Purchases decreased 5.1% to a 4.62 million annual rate last month, figures from the National Association of Realtors showed today in Washington. The median forecast of 79 economists surveyed by Bloomberg projected sales would drop to a 4.67 million rate. Sales fell in all four regions of the country.
The figures reflect closings on contracts signed months earlier and highlight how higher borrowing costs and property prices have slowed momentum in residential real estate. More progress in the labor market that generates stronger wage growth would help reinvigorate demand.
“It’s hard to separate the weather effect from the fundamentals, but housing is still reasonably healthy here in recovery mode,” Joshua Shapiro, chief U.S. economist at Maria Fiorini Ramirez Inc. in New York, said in an interview before the report. “Maybe some of the strength we saw in the latter part of last year was a little overdone and there may have been a bit of a correction anyway, and weather exacerbated that.”
Stocks held earlier gains after the report. The Standard & Poor’s 500 Index climbed 0.3 percent to 1,845.06 at 10:03 a.m. in New York as Hewlett-Packard Co. and Priceline.com Inc. results topped estimates.
Estimates in the Bloomberg survey of economists ranged from a sales pace of 4.5 million to 4.9 million. December’s figure was unrevised at a 4.87 million pace.
Compared with a year earlier, purchases decreased 5.1% in January on an adjusted basis, today’s report showed.
The median price of an existing home increased 10.7% from a year earlier to $188,900 in January.
With today’s report, the NAR issued its annual revisions affecting data over the past three years. Sales totaled 5.09 million in 2013, the same as previously estimated.
The poor weather wasn’t completely to blame for the drop in activity,” Lawrence Yun, NAR chief economist, said in a news conference today as the figures were released. “Lack of inventory is clearly one of the factors.

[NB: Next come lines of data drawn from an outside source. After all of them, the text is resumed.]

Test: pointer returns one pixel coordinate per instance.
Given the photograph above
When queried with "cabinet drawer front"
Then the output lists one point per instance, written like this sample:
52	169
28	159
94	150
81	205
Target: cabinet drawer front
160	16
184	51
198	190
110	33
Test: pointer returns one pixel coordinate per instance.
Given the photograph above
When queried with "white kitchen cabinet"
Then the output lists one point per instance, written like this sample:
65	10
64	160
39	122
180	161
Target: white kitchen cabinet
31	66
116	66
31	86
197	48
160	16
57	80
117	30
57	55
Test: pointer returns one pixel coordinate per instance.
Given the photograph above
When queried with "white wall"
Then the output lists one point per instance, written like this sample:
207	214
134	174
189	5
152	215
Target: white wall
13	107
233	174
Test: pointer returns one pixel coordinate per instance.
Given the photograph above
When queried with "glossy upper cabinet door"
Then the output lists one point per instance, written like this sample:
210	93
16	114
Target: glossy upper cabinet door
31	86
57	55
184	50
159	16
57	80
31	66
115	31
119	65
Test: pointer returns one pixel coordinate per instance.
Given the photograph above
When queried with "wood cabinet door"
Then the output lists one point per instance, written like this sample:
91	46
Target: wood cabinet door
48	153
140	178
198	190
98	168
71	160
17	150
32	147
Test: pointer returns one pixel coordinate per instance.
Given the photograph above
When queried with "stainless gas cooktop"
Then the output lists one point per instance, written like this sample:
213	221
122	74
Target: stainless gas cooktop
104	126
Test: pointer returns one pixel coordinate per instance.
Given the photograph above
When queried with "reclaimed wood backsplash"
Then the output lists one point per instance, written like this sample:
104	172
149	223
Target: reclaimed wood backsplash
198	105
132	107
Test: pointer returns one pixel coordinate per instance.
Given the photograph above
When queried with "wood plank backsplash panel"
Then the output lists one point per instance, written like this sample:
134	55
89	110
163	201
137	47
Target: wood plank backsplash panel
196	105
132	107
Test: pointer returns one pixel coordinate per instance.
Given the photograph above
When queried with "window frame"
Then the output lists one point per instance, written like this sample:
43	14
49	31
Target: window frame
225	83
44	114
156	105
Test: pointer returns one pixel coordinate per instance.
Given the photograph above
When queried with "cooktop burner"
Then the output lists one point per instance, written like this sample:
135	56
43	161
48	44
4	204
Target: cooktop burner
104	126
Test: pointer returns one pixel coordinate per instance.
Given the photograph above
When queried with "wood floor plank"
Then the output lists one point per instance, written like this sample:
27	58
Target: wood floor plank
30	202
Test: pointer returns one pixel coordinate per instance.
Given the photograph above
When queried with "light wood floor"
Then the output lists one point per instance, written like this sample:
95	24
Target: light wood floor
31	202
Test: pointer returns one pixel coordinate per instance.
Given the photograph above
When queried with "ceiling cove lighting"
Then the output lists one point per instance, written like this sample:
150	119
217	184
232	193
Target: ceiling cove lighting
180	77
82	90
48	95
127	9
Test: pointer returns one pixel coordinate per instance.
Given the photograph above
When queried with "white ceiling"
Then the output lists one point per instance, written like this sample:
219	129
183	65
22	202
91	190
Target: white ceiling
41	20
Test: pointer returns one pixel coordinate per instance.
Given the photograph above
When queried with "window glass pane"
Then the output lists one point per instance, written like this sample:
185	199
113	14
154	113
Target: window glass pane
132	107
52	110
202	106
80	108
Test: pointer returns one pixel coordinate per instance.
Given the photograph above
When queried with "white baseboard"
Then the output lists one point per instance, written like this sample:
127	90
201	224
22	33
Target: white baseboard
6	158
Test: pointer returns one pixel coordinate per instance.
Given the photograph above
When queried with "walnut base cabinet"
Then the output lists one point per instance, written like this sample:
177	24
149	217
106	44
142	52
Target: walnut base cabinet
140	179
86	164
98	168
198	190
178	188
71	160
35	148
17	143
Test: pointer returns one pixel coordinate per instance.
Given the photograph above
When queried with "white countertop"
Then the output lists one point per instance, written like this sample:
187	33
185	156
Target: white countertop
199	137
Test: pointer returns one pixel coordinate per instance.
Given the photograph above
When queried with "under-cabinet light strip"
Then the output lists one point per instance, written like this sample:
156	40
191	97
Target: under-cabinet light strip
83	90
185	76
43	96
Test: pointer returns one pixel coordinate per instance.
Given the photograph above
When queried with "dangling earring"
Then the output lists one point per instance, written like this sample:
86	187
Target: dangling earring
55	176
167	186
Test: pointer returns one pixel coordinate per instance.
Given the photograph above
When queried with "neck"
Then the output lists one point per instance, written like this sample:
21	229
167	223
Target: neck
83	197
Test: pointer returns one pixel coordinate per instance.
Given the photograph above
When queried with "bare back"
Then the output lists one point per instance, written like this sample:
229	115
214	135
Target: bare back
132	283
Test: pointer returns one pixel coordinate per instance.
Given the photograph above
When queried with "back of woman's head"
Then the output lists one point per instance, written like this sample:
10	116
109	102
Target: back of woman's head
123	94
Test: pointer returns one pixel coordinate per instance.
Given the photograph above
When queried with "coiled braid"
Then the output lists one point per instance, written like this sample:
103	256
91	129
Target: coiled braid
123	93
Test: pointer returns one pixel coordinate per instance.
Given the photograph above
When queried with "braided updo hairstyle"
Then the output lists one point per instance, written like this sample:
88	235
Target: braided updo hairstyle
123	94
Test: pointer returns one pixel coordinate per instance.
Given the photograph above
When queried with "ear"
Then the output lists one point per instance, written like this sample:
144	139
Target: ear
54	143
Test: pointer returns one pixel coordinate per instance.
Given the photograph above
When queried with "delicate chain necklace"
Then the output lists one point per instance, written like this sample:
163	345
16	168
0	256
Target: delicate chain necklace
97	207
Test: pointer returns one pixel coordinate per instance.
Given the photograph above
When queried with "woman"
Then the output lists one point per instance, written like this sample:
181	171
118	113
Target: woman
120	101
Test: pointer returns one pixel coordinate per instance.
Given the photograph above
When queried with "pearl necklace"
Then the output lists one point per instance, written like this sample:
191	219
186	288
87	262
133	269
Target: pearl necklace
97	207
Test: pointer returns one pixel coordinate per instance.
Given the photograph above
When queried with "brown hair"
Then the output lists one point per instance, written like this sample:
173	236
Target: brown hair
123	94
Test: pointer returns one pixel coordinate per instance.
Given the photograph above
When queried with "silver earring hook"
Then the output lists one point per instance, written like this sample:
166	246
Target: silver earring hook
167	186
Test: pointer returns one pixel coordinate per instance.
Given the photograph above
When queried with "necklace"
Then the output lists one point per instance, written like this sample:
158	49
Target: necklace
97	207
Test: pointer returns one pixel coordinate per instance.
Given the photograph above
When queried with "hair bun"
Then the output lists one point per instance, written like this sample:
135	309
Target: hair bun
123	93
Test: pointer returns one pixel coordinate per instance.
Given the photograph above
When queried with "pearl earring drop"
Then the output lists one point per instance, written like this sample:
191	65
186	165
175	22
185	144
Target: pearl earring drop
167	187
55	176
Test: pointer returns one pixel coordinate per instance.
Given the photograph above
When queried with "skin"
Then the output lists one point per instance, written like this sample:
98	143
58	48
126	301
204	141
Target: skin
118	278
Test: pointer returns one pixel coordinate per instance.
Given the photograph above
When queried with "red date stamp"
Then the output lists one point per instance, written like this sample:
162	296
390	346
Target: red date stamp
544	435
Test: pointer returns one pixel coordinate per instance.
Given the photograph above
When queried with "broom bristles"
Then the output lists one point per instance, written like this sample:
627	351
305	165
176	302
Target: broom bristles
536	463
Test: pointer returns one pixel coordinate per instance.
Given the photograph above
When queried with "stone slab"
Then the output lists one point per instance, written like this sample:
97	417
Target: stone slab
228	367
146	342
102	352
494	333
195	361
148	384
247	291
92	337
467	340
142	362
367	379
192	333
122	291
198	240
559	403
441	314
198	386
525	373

Buyers want to see more choices.”
The existing home-sales decline was led by a 7.3% drop in the West, followed by a 7.1% decrease in the Midwest.

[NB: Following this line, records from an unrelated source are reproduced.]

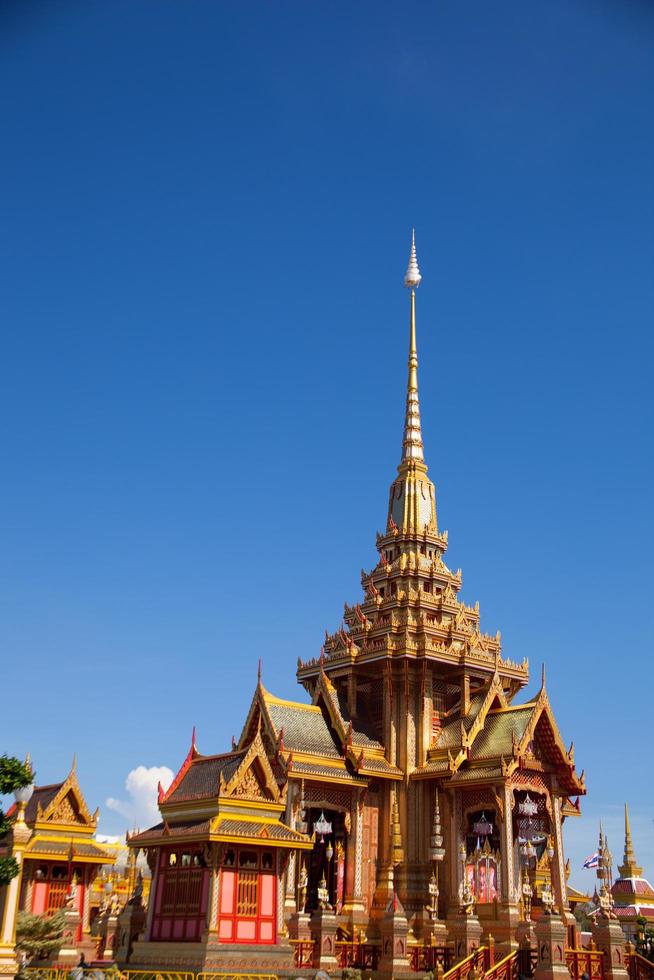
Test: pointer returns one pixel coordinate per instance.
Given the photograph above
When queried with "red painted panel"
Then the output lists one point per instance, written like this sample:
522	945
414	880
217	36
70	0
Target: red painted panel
227	882
267	900
39	896
246	930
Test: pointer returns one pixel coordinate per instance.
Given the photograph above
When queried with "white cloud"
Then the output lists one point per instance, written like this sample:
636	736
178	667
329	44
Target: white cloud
140	809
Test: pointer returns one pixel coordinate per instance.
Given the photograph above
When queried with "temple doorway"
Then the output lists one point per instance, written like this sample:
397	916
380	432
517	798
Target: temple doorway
327	859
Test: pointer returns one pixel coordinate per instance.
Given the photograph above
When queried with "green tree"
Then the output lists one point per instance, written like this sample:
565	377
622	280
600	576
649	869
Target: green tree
14	774
37	936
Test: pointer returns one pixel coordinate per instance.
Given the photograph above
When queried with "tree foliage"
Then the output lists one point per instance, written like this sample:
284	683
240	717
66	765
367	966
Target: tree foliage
14	774
37	936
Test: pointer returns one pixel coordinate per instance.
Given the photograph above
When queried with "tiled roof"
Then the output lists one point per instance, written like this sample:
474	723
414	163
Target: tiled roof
188	828
43	795
436	766
374	764
495	738
362	731
633	886
334	772
202	778
305	728
64	847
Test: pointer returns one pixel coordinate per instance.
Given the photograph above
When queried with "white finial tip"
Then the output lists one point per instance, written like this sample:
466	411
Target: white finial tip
412	277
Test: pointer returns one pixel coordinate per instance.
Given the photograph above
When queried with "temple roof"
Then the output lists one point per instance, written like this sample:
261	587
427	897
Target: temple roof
202	777
304	726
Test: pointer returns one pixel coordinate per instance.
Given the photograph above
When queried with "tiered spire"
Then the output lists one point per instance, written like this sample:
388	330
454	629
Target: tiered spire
412	505
412	448
629	868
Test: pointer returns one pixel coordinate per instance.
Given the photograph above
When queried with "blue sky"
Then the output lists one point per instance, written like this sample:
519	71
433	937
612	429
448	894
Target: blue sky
204	225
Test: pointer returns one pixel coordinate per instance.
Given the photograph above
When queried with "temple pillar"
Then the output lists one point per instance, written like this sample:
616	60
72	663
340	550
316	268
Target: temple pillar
152	899
465	931
550	942
214	893
508	912
20	835
353	906
89	877
394	930
610	939
558	866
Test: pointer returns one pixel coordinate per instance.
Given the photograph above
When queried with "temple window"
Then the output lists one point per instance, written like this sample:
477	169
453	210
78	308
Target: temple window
483	856
248	887
181	900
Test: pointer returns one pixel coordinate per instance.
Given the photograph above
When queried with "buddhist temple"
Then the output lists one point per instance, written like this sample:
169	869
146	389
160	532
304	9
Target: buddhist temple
61	857
409	799
633	896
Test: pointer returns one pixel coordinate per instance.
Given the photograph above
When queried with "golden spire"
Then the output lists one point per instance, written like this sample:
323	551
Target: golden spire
412	443
412	504
629	868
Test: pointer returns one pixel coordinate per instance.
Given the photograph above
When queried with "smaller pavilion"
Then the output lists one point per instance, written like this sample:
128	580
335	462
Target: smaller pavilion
61	858
633	896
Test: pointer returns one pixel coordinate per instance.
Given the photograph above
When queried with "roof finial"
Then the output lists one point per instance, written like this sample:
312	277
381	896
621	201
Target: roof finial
629	868
412	442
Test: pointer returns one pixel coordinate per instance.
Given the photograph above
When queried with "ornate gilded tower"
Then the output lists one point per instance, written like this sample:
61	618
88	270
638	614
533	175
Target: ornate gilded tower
411	667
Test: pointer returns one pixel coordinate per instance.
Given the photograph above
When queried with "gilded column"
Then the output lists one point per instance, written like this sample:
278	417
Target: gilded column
508	885
152	900
560	891
214	889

First-time buyers accounted for 26% of all purchases in January, the lowest since record keeping began in October 2008.
Existing-home sales, which are tabulated when a purchase contract closes, are recovering from a 13-year low of 4.11 million in 2008, three years after a record 7.08 million homes were sold.
Inclement weather in the Eastern U.S. risks further restraining the housing market. Last month was the coldest January since 1994 in the contiguous U.S., based on gas-weighted heating-degree days, a measure of energy demand, according to Commodity Weather Group LLC in Bethesda, Md. The Northeast is also on track for the coldest winter since 1982, measured from December to February, the group said.

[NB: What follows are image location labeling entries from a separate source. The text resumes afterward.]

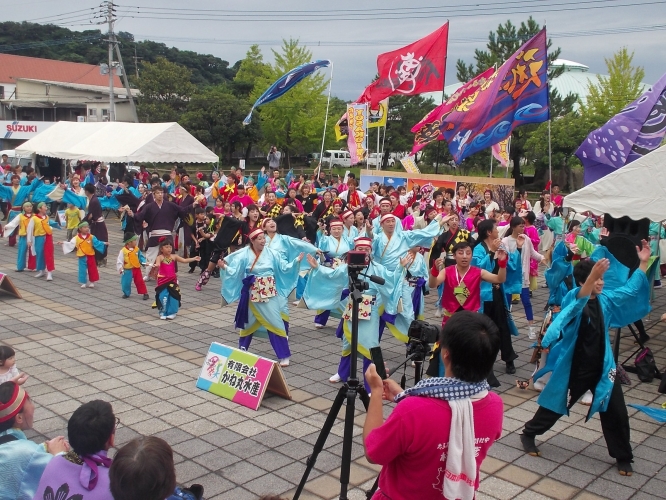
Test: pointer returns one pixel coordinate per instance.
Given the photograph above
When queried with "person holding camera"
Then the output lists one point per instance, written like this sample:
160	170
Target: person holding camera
585	361
433	443
324	289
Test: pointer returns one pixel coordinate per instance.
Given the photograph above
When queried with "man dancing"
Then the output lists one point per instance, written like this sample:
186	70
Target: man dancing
586	360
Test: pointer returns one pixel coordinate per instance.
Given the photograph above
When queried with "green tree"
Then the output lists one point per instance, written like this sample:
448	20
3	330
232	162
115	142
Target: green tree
613	92
215	116
295	121
165	91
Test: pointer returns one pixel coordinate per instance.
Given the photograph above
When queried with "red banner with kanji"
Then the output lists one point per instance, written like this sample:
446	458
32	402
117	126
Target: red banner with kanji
414	69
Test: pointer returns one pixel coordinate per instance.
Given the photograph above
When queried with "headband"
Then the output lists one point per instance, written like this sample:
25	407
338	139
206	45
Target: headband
255	233
13	407
362	241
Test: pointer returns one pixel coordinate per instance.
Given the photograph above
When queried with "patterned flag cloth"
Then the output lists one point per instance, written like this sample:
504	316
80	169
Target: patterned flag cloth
517	94
414	69
427	130
631	134
285	83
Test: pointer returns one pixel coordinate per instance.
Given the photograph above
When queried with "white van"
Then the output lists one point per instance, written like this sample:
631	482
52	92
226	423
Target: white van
334	158
14	159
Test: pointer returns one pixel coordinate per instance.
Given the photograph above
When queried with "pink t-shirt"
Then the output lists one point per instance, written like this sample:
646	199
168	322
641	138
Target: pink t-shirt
412	444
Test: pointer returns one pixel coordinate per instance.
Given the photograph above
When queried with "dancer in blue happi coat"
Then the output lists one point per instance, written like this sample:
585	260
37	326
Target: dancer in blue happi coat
259	278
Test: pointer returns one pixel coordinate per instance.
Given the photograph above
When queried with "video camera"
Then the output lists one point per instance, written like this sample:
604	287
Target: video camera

Builders have felt the sting of colder conditions. The pace of home construction fell 16% to an 880,000 annualized rate last month, the biggest decrease since February 2011, Commerce Department data showed last week.
Builder confidence also slumped as the weather slowed both potential buyer traffic and sales. The National Association of Home Builders/Wells Fargo sentiment gauge slumped to 46 this month from 56 in January, the biggest decline since monthly record-keeping began in 1985. Readings less than 50 mean more respondents reported poor market conditions than good.
Beyond weather, purchasing a home has become less affordable. The 30-year fixed mortgage rate averaged 4.33 in the week ended Feb. 20, up from 3.56% around the same time a year ago. After reaching a four-month low of 4.1% at the end of October, the average rate rose to 4.53 percent at the start of this year.
“If you recall back a couple quarters ago, there was a pretty adverse reaction to the increase in mortgage rates, even though they were slight and they’re still historically low by anybody’s standards,” Donald Tomnitz, chief executive officer of DR Horton Inc., said on a Jan. 28 conference call. As spring approaches, rates “will be less and less a factor.”